Niyetim terörist olmak (!) değildi ama en azından bir mola yerine kadar kafileyle yürümek, terörist olmak isteyenleri yakından görmekti!

                                               **

Olmadı, öksürük krizim nedeniyle sadece 100 metre yürüyebildim ve de çok az gözlem yapabildim.

                                               **

Daha yürüyüş teri akıtmadan, hatta daha ısınamadan yürüyüşten ayrılmak zorunda kaldım.

                                               **

Kaldım da, şimdi de kendi kendime, ‘Acaba ben de terörist oldum mu, olmadım mı?’ diye sormaya da başladım.

                                             **

Cumhurbaşkanı, başbakan, bakanlar, bu yürüyüşün başladığı günden beri ne zaman konuşsalar, gündemleri ne olursa olsun, konuyu Adalet Yürüyüşü’ne getirip, ‘Adalet, madalet değil. Bunların ki terörist yürüyüşü’ diyorlar ya, işte ben de o yüzden terörist miyim, değil miyim ikileminden bir türlü kurtulamadım!

                                              **

İşin şahsımla ilgili bölümü böyle. Diğer bölüme gelince… İnsanlar otobüslerle, otomobillerle terörist olmak için akın akın geliyorlar.

                                             **

Adalet Yürüyüşü’ne katılmak ve terörist olmak. Bu memlekette, ne kadar da terörist olmak isteyen varmış!

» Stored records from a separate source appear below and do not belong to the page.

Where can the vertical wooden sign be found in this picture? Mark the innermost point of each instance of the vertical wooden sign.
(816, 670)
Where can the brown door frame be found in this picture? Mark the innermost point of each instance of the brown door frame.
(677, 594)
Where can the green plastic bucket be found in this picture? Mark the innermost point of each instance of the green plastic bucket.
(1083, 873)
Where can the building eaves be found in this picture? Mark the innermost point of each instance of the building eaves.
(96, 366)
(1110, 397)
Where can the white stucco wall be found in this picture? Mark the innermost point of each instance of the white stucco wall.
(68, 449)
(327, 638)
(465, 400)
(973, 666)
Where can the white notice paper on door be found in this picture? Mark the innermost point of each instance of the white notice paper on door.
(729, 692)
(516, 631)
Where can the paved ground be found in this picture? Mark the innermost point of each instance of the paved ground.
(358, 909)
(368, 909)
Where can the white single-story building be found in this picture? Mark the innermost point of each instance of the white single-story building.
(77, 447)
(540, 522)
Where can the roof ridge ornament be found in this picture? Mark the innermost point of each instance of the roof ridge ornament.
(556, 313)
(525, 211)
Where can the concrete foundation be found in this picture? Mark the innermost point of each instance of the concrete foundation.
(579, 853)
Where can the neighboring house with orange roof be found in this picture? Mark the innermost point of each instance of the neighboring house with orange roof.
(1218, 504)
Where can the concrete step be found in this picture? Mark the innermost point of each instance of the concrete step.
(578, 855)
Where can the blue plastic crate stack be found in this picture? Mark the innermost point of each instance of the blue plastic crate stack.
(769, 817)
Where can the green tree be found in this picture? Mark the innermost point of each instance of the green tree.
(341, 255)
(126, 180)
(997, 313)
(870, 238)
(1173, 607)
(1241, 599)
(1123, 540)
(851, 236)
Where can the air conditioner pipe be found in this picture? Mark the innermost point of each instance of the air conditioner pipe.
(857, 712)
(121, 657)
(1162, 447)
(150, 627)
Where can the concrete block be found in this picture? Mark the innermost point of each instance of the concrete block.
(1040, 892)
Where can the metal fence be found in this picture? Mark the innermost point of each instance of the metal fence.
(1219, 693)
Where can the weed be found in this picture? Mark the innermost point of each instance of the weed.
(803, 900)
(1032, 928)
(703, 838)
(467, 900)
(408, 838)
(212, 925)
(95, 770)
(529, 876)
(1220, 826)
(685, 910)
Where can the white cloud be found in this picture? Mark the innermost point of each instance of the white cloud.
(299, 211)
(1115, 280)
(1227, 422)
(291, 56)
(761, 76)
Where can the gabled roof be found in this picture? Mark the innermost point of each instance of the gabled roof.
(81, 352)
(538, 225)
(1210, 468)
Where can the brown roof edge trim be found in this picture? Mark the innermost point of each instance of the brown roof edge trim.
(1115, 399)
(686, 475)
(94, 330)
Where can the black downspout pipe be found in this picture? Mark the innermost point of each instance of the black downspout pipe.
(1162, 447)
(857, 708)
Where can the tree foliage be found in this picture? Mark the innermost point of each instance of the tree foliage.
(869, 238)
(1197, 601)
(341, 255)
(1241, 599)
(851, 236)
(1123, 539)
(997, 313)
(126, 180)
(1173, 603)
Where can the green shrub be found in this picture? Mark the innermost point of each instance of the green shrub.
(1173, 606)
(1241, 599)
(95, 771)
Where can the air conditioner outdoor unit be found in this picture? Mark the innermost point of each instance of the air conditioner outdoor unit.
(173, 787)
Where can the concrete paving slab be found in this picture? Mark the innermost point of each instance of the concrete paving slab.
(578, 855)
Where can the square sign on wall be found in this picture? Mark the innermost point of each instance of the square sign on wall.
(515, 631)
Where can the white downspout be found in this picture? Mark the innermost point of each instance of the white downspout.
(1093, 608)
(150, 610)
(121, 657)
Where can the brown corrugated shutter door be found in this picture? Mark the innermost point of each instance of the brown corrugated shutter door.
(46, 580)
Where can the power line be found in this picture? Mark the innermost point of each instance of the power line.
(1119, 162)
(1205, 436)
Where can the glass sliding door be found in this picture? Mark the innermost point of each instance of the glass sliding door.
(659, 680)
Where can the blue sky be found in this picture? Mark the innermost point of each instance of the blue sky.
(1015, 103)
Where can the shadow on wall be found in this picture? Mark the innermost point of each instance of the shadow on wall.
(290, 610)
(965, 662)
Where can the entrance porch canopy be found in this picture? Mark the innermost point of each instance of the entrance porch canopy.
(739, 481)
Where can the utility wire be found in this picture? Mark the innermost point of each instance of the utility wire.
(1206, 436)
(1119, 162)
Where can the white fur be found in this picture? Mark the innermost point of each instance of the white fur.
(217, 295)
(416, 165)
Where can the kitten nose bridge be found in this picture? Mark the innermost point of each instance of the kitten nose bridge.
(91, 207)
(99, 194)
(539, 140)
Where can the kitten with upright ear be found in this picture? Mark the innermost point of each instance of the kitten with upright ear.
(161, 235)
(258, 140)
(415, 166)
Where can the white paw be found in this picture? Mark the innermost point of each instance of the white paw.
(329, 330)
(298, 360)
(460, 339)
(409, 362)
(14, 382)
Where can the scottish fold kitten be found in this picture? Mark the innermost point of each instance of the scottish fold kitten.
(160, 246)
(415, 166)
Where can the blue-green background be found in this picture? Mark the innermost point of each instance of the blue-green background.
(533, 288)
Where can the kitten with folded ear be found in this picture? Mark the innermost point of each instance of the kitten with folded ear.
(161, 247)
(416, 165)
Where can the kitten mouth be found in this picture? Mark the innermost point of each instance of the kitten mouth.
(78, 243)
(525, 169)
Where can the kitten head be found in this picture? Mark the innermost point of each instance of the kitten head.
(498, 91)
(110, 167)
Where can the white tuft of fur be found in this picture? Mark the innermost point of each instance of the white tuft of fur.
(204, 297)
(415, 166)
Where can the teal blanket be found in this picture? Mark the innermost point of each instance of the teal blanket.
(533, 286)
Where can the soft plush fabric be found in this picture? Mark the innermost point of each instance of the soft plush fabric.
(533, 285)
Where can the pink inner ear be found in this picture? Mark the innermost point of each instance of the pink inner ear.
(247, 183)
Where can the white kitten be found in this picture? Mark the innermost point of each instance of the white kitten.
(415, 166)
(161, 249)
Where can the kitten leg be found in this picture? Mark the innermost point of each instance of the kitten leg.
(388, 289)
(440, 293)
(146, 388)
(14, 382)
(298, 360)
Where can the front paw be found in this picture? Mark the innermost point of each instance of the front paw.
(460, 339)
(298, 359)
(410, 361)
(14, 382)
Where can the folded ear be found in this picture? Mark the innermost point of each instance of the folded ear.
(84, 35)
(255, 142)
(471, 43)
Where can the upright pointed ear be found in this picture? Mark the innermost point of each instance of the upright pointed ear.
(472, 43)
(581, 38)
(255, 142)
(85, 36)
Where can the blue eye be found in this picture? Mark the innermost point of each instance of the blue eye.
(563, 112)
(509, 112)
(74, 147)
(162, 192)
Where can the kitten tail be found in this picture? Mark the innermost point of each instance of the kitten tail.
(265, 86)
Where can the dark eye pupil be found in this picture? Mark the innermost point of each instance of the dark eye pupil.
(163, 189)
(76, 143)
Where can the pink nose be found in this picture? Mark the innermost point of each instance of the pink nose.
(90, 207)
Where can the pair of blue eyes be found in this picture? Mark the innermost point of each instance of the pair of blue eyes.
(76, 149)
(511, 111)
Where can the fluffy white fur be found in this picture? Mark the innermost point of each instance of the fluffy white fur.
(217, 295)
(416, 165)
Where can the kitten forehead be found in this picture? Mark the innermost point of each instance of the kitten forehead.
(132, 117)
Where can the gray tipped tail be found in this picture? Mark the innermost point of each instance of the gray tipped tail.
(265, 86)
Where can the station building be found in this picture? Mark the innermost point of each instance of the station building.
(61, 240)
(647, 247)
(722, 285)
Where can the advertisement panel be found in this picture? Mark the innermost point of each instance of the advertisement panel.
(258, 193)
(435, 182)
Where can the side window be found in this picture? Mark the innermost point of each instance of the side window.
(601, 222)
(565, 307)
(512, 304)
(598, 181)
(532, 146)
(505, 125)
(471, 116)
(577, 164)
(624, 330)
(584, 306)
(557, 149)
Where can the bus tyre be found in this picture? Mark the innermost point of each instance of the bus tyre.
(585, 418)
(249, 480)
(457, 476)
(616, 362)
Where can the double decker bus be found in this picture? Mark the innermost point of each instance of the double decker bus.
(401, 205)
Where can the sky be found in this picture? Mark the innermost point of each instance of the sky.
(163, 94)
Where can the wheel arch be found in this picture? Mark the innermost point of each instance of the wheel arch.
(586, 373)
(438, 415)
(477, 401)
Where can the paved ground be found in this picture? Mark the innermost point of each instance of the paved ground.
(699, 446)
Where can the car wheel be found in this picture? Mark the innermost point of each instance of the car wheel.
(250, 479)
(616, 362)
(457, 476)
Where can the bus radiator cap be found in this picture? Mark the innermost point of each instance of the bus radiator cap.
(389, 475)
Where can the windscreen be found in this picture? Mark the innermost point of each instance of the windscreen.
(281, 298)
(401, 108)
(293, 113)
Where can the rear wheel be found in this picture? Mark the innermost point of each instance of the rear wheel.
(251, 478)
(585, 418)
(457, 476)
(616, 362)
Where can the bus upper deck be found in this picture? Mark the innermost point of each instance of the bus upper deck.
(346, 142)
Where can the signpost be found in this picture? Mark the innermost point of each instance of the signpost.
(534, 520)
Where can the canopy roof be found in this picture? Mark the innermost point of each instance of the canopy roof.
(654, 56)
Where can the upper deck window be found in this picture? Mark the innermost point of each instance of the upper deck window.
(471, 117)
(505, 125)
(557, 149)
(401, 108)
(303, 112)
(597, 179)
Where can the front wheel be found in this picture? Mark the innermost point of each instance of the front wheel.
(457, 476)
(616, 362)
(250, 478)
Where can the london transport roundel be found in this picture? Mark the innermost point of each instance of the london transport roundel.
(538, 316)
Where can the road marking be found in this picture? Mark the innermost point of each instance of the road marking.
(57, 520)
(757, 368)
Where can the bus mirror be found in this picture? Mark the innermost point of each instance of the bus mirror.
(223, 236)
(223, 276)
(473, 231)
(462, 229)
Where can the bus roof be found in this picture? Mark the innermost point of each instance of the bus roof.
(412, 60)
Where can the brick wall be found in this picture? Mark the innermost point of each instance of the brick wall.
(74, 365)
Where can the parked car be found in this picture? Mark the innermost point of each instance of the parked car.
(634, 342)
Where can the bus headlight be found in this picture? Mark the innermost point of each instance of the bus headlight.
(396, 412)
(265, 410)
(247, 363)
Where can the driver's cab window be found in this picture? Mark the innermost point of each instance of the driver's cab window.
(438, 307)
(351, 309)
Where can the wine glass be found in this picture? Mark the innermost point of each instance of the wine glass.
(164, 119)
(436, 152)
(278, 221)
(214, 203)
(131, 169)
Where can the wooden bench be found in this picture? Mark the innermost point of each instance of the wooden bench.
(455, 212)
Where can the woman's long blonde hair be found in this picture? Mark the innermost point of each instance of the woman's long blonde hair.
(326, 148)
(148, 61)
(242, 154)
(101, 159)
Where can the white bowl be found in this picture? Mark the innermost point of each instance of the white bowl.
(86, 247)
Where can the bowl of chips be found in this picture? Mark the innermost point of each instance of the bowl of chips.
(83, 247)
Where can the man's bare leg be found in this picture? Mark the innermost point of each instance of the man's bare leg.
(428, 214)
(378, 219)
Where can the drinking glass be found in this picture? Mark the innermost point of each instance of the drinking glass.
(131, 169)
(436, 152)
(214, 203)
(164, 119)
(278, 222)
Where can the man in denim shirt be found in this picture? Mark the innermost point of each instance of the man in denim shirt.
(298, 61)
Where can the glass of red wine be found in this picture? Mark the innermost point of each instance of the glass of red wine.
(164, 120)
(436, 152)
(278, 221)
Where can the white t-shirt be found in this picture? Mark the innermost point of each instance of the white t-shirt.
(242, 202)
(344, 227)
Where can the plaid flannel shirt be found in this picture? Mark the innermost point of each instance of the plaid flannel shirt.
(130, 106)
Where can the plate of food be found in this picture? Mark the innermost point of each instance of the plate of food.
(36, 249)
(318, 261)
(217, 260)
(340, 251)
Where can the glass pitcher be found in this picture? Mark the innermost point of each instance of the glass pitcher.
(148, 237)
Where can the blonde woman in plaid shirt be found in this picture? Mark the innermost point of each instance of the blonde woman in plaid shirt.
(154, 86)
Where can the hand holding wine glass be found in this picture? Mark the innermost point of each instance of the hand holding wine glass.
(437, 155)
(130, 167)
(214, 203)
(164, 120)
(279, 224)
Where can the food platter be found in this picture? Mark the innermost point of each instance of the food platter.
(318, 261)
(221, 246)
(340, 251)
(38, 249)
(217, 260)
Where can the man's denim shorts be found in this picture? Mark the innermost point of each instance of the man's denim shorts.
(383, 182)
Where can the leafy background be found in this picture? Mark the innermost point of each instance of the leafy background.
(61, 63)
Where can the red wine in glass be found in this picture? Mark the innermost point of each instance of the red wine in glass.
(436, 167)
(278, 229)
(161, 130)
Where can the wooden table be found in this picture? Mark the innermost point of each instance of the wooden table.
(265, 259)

                                             ** 

O gün öyle sekiz-on dakika yürüyenlere baktım da… Yaşlı bir kadın terörist olmak için koltuk değneğiyle gelmiş, seke seke yürümeye ve de akabinde terörist olmaya çalışıyor!

                                           **

Solda, ileride genç bir kadın. Bebek arabasıyla ‘Adalet Yürüyüşü’nde yürüyor. Sanki, ‘Benim terörist olmam yetmez, bebeğimde terörist olsun’ der gibi!

                                                **

Sağ yanımda, yaşı 80’e dayanmış, hafif aksayarak ve de saniyede iki kere nefes alarak yürüyen bir amca. ‘Senden bu yaştan sonra terörist olmaz’ diyeceğim ama morali bozulmasın diye demedim, diyemedim!

                                              **

Hemen önümde yaşları 15-16 olan iki genç. Onlara bakarak kafamda, ‘Siz de terörist olmak için çok gençsiniz. Siz gidin de, üç-beş yıl sonra gelin’ diye bir cümle kurdum ama hevesleri kursaklarında kalmasın diye söyleyemedim!

                                              **

Avukatlar gelmiş, terörist olmak için sıraya girmiş. Emekliler gelmiş, terörist olmak için güneşin altında kuyrukta. Kadınlar, gençler, dedeler, babaanneler hepsi terörist olmak istiyor. Hem de bu temmuz sıcağında!

                                                 **

Ve bu insanlara terörist diyenler… Bu temmuz sıcağında iki kilometre yürüyün de görelim sizin terörist olup olamama çapınızı! Ankara’dan İstanbul’a yürümeye ise hayalleriniz bile yetmez!